Bao approuva, déjà fasciné par l’attention que lui portait cet homme si intense, si chaleureux, aux yeux si noirs, tellement intéressé par les choses. Bao n’aurait su dire ce qui chez lui l’attirait, l’attirait si fortement qu’il avait l’impression que cette rencontre était une sorte de yuanfen, une « relation prédestinée », une chose destinée à se produire, faisant partie de son yuan, ou destin. Cela le sauvait peut-être d’un nieyuan, ou « mauvais destin ». En effet, il commençait à être frappé par l’étroitesse d’esprit de son unité de travail et le fait qu’elle était oppressive au point d’en être étouffante. Une sorte de mort de l’âme, une prison dont on ne s’échappait pas et qui était déjà pour lui comme un cercueil. En fait, il avait l’impression de connaître Kung depuis toujours.
C’est pourquoi il suivit Kung dans Beijing comme un jeune frère, et qu’à cause de lui ce fut comme s’il avait abandonné son unité de travail et était devenu en quelque sorte un révolutionnaire. Kung l’emmena à des réunions de la cellule révolutionnaire dont il faisait partie, et lui donna à lire des livres et des pamphlets de Zhu Isao. Il prit en charge son éducation, comme il l’avait fait pour bien d’autres ; et ni les parents de Bao ni son unité de travail ne purent rien y faire. Il avait une nouvelle unité de travail, maintenant, disséminée partout dans Beijing, dans la Chine et dans le monde entier – l’unité de travail de ceux qui allaient tout changer.

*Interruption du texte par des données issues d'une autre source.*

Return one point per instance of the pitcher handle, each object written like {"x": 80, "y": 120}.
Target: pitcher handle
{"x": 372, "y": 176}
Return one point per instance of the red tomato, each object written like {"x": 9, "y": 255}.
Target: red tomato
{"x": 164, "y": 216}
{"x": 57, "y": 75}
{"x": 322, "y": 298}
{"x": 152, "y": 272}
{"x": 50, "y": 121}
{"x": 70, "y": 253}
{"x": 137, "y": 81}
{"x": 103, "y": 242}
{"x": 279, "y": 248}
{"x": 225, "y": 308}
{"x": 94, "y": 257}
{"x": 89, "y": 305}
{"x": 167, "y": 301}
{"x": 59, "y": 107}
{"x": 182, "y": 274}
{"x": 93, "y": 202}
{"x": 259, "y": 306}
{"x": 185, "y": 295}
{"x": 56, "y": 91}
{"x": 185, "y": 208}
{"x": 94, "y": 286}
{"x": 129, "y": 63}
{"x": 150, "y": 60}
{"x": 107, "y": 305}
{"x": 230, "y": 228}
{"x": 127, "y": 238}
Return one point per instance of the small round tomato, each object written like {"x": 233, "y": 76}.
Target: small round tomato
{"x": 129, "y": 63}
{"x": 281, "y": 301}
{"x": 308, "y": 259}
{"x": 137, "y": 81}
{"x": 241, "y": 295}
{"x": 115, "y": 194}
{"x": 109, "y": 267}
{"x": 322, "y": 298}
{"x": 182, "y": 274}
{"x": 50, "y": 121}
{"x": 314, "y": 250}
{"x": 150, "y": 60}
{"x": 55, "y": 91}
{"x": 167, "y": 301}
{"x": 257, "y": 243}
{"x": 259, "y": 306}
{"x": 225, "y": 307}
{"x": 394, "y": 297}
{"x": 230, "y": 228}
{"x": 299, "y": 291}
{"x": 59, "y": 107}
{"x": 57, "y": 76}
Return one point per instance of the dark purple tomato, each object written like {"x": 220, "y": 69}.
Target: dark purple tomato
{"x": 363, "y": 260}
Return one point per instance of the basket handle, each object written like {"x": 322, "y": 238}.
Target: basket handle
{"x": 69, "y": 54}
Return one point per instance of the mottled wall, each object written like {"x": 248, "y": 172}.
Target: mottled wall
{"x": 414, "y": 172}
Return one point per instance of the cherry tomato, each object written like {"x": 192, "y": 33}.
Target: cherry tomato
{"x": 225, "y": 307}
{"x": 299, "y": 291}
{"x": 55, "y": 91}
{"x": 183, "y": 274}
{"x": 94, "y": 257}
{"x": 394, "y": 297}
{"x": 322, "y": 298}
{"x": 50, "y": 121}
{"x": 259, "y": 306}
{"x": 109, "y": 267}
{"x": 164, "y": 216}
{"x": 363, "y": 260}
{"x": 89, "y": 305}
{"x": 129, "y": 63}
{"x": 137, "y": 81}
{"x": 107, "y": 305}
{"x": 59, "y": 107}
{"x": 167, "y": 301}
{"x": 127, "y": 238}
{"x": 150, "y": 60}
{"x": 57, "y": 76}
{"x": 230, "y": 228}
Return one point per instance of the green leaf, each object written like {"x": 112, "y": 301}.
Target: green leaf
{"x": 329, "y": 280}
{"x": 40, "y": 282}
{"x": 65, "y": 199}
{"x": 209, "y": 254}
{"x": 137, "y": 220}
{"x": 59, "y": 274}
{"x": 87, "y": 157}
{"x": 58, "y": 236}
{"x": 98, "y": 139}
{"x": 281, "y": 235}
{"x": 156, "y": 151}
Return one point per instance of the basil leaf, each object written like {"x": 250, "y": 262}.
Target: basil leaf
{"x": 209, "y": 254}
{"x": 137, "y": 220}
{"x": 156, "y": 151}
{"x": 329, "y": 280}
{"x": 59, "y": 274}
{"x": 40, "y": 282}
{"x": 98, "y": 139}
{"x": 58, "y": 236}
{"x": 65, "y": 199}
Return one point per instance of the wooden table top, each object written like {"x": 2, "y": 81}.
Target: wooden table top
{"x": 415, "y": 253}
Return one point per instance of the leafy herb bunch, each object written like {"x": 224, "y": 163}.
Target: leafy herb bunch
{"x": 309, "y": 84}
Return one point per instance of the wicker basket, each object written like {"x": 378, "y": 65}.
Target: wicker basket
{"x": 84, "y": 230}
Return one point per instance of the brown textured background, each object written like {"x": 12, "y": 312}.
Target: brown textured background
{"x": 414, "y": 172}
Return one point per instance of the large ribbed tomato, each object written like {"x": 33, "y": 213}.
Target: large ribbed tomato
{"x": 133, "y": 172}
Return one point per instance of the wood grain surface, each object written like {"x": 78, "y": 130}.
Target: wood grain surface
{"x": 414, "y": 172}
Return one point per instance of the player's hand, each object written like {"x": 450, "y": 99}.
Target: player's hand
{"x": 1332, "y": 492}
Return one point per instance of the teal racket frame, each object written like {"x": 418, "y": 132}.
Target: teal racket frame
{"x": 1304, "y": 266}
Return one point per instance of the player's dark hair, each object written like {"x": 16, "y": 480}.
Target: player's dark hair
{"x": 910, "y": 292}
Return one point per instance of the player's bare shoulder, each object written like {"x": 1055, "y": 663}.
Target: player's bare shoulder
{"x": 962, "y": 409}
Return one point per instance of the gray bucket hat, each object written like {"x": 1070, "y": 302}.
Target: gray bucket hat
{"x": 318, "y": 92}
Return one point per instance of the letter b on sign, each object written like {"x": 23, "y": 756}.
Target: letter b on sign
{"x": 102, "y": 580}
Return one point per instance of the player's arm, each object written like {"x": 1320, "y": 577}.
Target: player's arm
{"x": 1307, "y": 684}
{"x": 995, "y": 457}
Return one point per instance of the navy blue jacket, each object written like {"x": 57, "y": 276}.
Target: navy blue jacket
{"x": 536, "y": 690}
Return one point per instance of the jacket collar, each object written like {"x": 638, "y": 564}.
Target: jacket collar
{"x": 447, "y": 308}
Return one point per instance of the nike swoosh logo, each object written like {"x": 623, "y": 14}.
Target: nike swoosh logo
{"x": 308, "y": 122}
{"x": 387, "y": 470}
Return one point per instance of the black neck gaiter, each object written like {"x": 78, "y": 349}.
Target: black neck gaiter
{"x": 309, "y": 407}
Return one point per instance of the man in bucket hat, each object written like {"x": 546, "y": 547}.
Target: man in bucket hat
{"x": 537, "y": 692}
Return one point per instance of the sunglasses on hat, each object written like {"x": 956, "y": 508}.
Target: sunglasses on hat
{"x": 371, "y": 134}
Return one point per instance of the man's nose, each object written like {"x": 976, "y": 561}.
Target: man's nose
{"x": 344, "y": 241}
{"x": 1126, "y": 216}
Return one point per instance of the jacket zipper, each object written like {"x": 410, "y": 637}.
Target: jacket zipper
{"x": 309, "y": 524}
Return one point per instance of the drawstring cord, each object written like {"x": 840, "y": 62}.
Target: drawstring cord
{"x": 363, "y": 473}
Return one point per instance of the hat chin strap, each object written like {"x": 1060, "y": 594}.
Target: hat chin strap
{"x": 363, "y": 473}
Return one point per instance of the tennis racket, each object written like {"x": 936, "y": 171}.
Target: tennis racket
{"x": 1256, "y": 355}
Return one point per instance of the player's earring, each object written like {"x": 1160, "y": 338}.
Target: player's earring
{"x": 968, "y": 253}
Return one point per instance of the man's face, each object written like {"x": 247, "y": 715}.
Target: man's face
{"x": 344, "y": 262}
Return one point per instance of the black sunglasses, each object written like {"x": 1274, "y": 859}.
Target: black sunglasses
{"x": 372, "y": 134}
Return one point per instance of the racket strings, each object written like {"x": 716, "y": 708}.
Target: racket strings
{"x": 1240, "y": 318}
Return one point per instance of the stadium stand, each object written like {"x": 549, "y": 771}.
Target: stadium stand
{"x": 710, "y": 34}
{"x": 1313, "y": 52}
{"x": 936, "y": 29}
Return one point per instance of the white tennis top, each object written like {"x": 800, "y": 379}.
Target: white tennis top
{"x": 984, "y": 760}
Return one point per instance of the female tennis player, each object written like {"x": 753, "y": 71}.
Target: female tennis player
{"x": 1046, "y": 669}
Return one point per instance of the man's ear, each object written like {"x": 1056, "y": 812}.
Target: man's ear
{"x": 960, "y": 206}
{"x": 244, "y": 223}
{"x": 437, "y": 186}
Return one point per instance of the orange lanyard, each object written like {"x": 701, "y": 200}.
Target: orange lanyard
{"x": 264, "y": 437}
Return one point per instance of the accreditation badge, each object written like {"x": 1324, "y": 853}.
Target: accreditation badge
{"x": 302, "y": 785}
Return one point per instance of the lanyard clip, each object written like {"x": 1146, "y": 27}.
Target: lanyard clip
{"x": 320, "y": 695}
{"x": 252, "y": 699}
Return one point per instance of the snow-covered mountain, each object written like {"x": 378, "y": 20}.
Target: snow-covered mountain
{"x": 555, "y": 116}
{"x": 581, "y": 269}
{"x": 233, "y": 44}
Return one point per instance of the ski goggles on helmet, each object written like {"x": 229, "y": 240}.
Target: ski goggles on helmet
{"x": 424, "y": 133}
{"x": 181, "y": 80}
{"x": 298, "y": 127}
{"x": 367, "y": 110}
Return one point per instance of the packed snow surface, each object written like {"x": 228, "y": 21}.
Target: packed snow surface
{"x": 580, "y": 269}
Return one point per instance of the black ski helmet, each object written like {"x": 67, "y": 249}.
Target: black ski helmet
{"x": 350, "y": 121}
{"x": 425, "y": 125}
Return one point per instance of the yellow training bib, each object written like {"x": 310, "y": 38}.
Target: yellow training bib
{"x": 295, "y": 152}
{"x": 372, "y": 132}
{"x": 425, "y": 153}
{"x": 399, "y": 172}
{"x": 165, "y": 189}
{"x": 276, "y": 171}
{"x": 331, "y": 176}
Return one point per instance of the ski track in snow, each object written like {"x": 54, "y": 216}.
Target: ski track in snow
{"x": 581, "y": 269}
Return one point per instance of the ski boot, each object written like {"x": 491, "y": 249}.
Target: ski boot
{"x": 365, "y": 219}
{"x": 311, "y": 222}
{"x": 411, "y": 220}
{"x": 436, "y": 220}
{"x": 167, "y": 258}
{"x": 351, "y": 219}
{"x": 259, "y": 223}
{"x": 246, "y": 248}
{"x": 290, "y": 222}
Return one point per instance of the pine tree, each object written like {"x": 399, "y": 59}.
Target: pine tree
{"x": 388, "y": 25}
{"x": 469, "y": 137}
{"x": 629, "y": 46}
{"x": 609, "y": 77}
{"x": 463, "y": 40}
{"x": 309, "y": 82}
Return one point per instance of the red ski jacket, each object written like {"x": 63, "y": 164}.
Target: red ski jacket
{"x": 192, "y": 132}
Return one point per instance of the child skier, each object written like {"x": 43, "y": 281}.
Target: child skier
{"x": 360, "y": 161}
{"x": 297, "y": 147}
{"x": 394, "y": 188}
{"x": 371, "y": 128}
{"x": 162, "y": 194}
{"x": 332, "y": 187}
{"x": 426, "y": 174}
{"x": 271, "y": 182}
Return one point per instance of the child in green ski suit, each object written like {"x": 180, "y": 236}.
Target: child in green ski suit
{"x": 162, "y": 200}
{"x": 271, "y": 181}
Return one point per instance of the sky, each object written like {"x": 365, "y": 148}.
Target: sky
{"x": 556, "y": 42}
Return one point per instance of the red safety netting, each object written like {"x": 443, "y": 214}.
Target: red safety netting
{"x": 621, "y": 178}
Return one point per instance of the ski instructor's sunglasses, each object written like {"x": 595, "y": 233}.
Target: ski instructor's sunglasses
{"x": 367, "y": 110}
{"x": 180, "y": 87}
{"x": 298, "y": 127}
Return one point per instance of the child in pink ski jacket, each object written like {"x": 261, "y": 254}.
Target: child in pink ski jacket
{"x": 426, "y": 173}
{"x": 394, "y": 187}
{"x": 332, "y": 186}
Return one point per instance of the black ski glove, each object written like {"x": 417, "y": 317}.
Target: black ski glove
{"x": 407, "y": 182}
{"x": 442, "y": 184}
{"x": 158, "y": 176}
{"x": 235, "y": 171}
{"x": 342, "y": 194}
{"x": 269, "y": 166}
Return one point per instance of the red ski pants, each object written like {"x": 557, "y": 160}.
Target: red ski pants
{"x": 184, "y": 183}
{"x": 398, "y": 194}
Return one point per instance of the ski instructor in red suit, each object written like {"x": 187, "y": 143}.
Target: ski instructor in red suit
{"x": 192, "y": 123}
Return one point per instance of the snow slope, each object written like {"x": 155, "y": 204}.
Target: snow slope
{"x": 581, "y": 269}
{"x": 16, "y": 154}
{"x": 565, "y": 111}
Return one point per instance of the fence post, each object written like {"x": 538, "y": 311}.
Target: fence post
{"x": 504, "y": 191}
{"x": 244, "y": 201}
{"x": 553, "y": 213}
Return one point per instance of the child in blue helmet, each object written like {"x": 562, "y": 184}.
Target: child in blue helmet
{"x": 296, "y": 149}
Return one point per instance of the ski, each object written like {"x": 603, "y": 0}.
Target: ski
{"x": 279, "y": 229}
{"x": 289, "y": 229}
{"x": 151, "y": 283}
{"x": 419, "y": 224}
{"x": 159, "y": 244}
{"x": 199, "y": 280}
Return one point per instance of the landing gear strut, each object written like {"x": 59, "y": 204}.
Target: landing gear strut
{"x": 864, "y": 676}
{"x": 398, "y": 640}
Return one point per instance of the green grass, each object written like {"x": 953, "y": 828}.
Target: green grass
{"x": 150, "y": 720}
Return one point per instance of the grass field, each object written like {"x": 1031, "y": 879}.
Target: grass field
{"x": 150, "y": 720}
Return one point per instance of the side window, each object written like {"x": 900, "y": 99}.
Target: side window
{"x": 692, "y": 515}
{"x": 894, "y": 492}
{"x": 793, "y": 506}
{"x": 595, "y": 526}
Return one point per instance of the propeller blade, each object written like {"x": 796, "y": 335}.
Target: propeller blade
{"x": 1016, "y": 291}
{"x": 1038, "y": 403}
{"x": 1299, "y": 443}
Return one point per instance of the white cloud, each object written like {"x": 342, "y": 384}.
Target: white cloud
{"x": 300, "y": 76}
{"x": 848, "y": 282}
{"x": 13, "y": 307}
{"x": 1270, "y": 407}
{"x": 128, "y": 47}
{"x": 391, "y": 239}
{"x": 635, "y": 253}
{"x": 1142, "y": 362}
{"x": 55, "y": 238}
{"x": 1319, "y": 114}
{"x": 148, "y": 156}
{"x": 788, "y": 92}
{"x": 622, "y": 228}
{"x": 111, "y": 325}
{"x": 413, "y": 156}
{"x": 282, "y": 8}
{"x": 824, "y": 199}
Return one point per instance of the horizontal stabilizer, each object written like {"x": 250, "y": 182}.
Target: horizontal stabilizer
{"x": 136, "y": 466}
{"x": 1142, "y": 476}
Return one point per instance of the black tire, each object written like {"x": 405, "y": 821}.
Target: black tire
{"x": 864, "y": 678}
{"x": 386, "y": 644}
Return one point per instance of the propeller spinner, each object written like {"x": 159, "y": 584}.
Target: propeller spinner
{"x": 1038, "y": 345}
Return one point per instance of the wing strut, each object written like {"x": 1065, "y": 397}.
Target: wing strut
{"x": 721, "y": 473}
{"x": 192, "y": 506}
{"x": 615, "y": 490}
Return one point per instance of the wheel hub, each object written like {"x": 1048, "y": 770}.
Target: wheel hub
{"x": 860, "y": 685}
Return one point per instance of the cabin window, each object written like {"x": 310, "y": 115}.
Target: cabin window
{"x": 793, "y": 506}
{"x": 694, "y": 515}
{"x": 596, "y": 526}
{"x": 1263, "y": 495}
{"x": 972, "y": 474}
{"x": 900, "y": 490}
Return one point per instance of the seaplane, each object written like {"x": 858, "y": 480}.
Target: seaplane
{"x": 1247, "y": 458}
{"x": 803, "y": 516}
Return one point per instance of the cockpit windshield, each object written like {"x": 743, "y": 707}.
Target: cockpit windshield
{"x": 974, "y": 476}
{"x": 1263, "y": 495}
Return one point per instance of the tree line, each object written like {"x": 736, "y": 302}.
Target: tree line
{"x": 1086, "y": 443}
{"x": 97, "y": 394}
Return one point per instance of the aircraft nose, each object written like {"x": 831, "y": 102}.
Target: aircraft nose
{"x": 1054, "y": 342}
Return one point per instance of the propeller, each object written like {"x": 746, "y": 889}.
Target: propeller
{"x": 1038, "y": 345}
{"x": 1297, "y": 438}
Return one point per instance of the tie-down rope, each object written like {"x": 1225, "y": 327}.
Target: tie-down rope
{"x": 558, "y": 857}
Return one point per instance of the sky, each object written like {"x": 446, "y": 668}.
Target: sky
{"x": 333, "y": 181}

À Beijing, en ce temps-là, on souffrait des pires privations. Des millions de personnes s’y étaient installées pendant la guerre, dans des bidonvilles improvisés aux portes de la ville. Les unités de travail du temps de guerre s’étaient étendues loin à l’ouest et elles ressemblaient toujours à une succession de forteresses grises qui dominaient de leur hauteur les larges nouvelles avenues. Tous les arbres de la ville avaient été abattus au cours des Douze Difficiles Années, et à présent la ville était à peu près complètement dépourvue de végétation ; on avait planté de nouveaux arbres, qui étaient protégés par des chevaux de frise, et des hommes armés jusqu’aux dents montaient la garde autour toute la nuit, ce qui n’était pas toujours efficace. En se réveillant le matin, les pauvres vieux gardes trouvaient parfois les barrières mais pas l’arbre, qui avait été coupé et sans doute transformé en bois de chauffage, ou bien arraché avec les racines pour être vendu ailleurs, et ils pleuraient inconsolablement la disparition de leurs protégés et parfois même se suicidaient. La morsure de l’hiver tenaillait la ville dès l’automne, des pluies de boue, jaune à cause des poussières arrachées au lœss de l’ouest, ruisselaient sur la ville de béton sans qu’une seule feuille tombe sur le sol. On chauffait les pièces avec des radiateurs atmosphériques, mais les coupures de ki étaient fréquentes et pouvaient durer plusieurs semaines, alors tout le monde souffrait sauf les caciques du gouvernement, dont les domaines disposaient de générateurs. La plupart des gens se protégeaient du froid en bourrant leurs manteaux de papier journal, et c’était une population d’obèses empotés qui se déplaçait dans ces épais manteaux bruns, acceptant tous les petits boulots qu’ils trouvaient, l’air gras et rebondis comme des chapons bien nourris ; ce qui n’était pas le cas.